Moss, 67, said in an interview that the coronavirus pandemic presented the opportunity to make a decision she had been considering even before the outbreak, which has wiped out the cultural calendar for months and threatens to curtail the center’s budget and ambitions for years to come.

“What this pause created was the space,” she said. “And now is the obvious time.”

The center, America’s largest performing arts complex, is best known for its constituent organizations, like the Metropolitan Opera and New York City Ballet. But it also presents over 200 of its own events each year, through festivals and series that include Great Performers, the summertime Mostly Mozart Festival and the White Light Festival each fall.

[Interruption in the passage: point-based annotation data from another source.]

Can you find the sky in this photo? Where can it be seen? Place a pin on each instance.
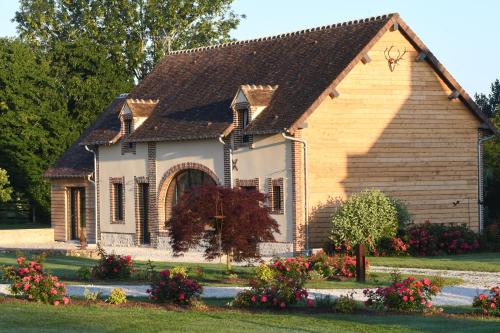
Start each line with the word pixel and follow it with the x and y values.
pixel 462 34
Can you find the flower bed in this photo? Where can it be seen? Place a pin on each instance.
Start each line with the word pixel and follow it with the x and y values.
pixel 174 287
pixel 113 266
pixel 334 266
pixel 407 295
pixel 279 285
pixel 29 281
pixel 489 304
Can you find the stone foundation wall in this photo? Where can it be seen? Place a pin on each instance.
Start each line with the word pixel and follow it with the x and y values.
pixel 276 249
pixel 117 239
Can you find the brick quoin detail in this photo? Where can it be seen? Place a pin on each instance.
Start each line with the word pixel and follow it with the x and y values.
pixel 165 182
pixel 112 182
pixel 153 211
pixel 138 208
pixel 98 196
pixel 298 194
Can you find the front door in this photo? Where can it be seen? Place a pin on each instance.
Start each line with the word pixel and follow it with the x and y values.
pixel 77 211
pixel 144 210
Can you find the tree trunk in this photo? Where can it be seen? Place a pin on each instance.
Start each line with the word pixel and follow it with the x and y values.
pixel 229 260
pixel 360 263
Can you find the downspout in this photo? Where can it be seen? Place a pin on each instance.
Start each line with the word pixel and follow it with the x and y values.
pixel 95 188
pixel 230 159
pixel 306 192
pixel 480 189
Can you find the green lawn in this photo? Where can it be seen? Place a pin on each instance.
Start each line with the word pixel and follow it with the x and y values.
pixel 25 225
pixel 481 262
pixel 214 274
pixel 31 317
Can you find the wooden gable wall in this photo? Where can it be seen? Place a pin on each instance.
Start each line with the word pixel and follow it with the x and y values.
pixel 398 132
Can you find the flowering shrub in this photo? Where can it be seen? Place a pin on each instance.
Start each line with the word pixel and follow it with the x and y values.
pixel 284 289
pixel 177 288
pixel 432 239
pixel 117 297
pixel 331 266
pixel 407 295
pixel 113 266
pixel 29 281
pixel 489 304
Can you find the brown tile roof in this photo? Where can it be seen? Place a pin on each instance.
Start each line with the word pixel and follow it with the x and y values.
pixel 195 87
pixel 141 108
pixel 258 95
pixel 78 162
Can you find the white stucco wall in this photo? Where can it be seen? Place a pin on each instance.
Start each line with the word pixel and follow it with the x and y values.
pixel 270 157
pixel 210 153
pixel 113 164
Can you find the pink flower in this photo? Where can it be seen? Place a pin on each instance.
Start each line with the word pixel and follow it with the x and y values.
pixel 310 302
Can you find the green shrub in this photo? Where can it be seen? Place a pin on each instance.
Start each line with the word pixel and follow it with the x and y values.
pixel 364 218
pixel 345 304
pixel 84 273
pixel 91 296
pixel 198 272
pixel 264 273
pixel 117 297
pixel 182 270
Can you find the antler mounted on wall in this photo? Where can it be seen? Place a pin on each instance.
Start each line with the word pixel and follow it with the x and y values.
pixel 391 60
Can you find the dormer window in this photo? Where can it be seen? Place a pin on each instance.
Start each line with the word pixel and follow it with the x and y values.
pixel 128 126
pixel 245 117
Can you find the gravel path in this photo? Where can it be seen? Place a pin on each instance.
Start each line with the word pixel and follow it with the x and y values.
pixel 471 279
pixel 457 295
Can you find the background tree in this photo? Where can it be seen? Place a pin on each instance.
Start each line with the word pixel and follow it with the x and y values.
pixel 73 58
pixel 36 127
pixel 136 33
pixel 5 189
pixel 490 105
pixel 197 219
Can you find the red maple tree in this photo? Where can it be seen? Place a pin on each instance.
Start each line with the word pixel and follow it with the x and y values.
pixel 223 221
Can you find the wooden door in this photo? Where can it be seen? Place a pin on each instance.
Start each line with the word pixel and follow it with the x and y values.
pixel 77 212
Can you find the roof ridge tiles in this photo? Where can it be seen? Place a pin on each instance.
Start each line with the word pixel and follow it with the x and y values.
pixel 284 35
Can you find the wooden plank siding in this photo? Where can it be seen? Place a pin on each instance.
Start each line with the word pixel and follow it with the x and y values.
pixel 398 132
pixel 60 209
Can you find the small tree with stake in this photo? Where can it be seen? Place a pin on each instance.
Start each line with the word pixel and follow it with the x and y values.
pixel 223 220
pixel 362 220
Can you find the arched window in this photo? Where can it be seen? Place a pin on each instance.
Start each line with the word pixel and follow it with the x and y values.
pixel 182 182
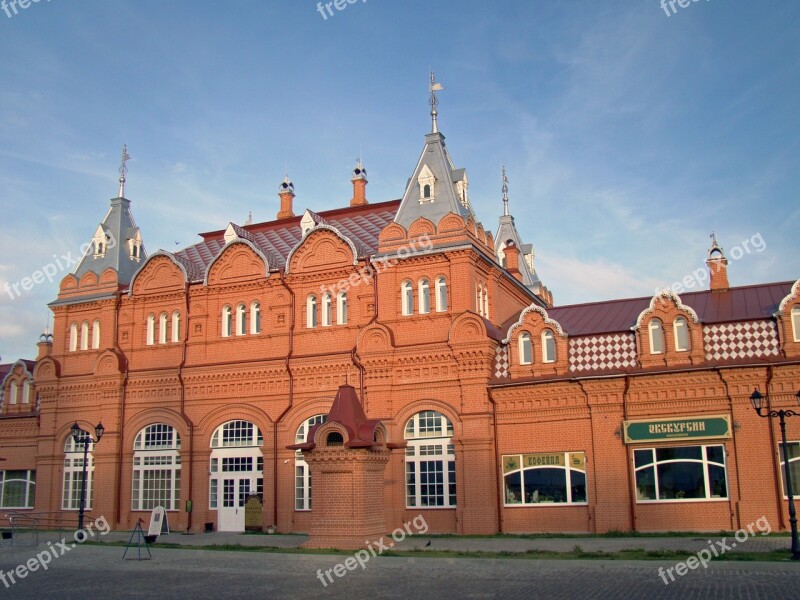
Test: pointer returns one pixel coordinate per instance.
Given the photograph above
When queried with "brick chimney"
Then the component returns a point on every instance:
(286, 194)
(511, 253)
(359, 180)
(717, 267)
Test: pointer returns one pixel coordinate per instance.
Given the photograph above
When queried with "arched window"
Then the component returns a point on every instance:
(681, 328)
(327, 310)
(176, 326)
(341, 308)
(73, 337)
(302, 475)
(85, 335)
(548, 346)
(162, 328)
(311, 311)
(237, 470)
(796, 323)
(656, 329)
(95, 335)
(156, 468)
(73, 475)
(255, 318)
(441, 294)
(227, 321)
(424, 296)
(525, 348)
(430, 461)
(241, 326)
(407, 298)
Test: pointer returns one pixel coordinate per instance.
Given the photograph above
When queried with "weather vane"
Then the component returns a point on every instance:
(123, 170)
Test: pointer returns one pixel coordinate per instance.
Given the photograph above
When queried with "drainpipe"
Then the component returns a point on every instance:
(288, 408)
(123, 394)
(185, 416)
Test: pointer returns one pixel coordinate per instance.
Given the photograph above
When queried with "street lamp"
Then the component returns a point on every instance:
(758, 400)
(83, 437)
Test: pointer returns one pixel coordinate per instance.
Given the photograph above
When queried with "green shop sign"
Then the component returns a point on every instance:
(677, 428)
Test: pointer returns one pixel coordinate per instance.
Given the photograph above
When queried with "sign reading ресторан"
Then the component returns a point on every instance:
(678, 428)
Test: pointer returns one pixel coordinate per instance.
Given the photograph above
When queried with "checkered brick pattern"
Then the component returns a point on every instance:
(501, 362)
(612, 351)
(740, 340)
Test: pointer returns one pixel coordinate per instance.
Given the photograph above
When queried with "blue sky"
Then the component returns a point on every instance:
(628, 135)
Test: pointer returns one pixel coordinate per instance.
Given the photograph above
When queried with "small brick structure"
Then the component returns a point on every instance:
(347, 455)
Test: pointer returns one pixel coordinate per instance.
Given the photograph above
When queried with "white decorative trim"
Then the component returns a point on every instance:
(662, 295)
(238, 240)
(547, 320)
(319, 227)
(789, 297)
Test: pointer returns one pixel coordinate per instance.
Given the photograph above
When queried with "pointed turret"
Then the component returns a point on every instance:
(436, 187)
(117, 241)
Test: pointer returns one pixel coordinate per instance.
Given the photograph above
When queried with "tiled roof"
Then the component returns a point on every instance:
(362, 224)
(736, 304)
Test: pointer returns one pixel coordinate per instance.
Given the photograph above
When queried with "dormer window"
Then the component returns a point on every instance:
(427, 183)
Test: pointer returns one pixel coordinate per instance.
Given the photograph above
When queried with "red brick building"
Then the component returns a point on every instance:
(517, 415)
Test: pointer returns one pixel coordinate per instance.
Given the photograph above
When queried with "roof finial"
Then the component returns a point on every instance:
(434, 87)
(123, 170)
(505, 192)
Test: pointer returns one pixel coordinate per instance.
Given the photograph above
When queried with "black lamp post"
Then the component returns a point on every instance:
(758, 400)
(83, 437)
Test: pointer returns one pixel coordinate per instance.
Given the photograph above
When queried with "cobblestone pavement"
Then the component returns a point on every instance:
(94, 571)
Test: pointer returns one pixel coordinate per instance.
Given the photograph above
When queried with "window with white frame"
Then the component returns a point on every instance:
(95, 335)
(162, 328)
(656, 331)
(796, 323)
(327, 310)
(85, 335)
(73, 337)
(794, 468)
(407, 298)
(311, 311)
(255, 318)
(17, 489)
(302, 474)
(548, 346)
(73, 475)
(424, 296)
(227, 321)
(680, 473)
(525, 348)
(441, 294)
(151, 330)
(341, 308)
(156, 468)
(430, 461)
(553, 478)
(241, 325)
(681, 327)
(176, 327)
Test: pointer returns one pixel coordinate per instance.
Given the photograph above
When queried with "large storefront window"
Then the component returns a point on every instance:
(302, 474)
(17, 489)
(430, 461)
(156, 468)
(545, 478)
(794, 467)
(680, 473)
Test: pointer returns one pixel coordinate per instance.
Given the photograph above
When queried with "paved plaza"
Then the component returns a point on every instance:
(99, 571)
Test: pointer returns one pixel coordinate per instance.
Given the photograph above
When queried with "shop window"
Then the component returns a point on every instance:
(542, 479)
(680, 473)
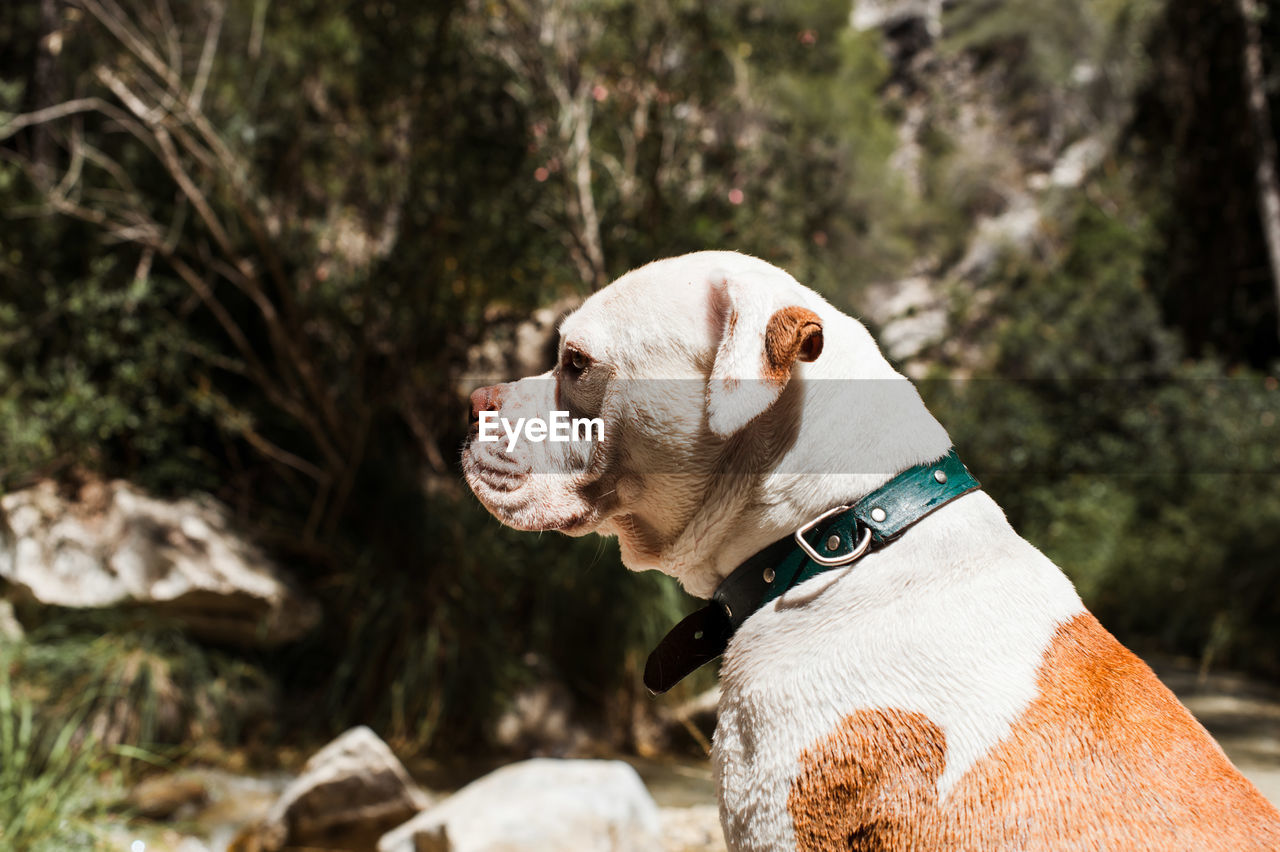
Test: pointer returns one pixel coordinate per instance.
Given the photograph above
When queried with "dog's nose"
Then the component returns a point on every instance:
(484, 399)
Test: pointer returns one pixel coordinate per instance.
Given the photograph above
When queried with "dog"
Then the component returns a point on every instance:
(942, 690)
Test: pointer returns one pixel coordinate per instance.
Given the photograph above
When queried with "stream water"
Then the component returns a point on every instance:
(1242, 713)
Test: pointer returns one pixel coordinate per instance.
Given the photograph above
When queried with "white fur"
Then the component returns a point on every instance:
(951, 621)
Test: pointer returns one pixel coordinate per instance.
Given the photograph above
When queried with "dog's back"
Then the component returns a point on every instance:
(958, 696)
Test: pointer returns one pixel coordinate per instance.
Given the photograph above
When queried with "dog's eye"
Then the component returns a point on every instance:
(575, 362)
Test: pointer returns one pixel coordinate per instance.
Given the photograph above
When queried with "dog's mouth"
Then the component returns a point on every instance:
(525, 500)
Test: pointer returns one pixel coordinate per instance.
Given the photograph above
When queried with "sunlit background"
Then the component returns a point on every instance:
(254, 255)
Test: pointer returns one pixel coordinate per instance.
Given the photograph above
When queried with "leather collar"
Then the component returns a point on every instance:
(832, 540)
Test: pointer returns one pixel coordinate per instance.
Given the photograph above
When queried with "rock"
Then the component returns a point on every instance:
(691, 829)
(117, 545)
(912, 315)
(883, 14)
(161, 797)
(517, 344)
(10, 631)
(539, 806)
(540, 722)
(348, 795)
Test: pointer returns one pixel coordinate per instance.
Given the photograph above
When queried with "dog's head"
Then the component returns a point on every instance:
(679, 384)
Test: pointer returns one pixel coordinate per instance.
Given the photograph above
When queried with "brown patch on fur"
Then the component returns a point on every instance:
(794, 333)
(1104, 759)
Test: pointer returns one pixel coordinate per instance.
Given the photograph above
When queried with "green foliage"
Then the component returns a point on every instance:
(131, 679)
(283, 311)
(50, 775)
(1146, 477)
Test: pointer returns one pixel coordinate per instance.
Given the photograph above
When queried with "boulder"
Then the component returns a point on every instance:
(348, 795)
(163, 797)
(539, 806)
(117, 545)
(10, 631)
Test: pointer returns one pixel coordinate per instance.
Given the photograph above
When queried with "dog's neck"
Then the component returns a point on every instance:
(862, 424)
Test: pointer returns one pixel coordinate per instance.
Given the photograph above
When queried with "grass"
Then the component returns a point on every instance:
(50, 778)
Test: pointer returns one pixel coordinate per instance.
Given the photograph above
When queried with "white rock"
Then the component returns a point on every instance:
(353, 787)
(539, 806)
(10, 630)
(119, 545)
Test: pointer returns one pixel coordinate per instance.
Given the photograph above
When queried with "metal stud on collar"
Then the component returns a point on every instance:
(831, 562)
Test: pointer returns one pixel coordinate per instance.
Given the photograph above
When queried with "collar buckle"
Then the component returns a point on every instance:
(833, 562)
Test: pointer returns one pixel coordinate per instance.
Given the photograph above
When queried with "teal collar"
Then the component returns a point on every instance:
(835, 539)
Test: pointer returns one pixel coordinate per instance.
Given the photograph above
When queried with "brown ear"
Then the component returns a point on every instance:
(792, 334)
(758, 348)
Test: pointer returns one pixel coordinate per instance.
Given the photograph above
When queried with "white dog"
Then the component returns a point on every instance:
(940, 685)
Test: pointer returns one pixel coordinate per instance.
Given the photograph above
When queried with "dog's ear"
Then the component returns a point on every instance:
(758, 347)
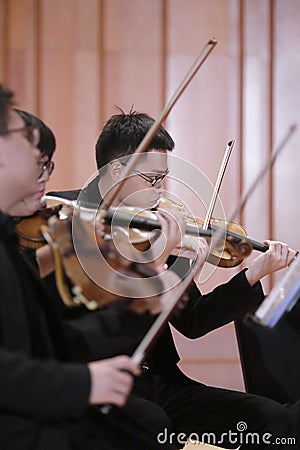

Since 1992 Moss has overseen them, first as vice president of programming and then as artistic director. Her background was primarily in the theater world, and she broadened what had been an often stodgy classical concert season at the center to encompass experiences as innovative and memorable as anything on New York’s cultural scene.

Participatory events, like David Lang’s chorus for 1,000 singers, “the public domain,” filled the center’s vast plaza. Intimate performances of Brahms’s “German Requiem” mixed the Berlin Radio Choir among audience members walking through the Synod House at the Cathedral of St. John the Divine.

White Light, founded in 2010, gave the center’s fall slate a newly fashionable brand, tinged with New Age spirituality. And Mostly Mozart got considerably livelier. For its orchestral concerts, Moss had the stage pulled forward in Avery Fisher — now David Geffen — Hall, creating a more immersive audience environment that will be made permanent when the hall’s coming renovation is complete.

Moss anticipated that until large gatherings are possible again, Lincoln Center — which as a presenter is largely free of commitments to a given space or ensemble — could explore quasi-installation, pop-up and small-scale events, even down to performances for a single musician and a single audience member.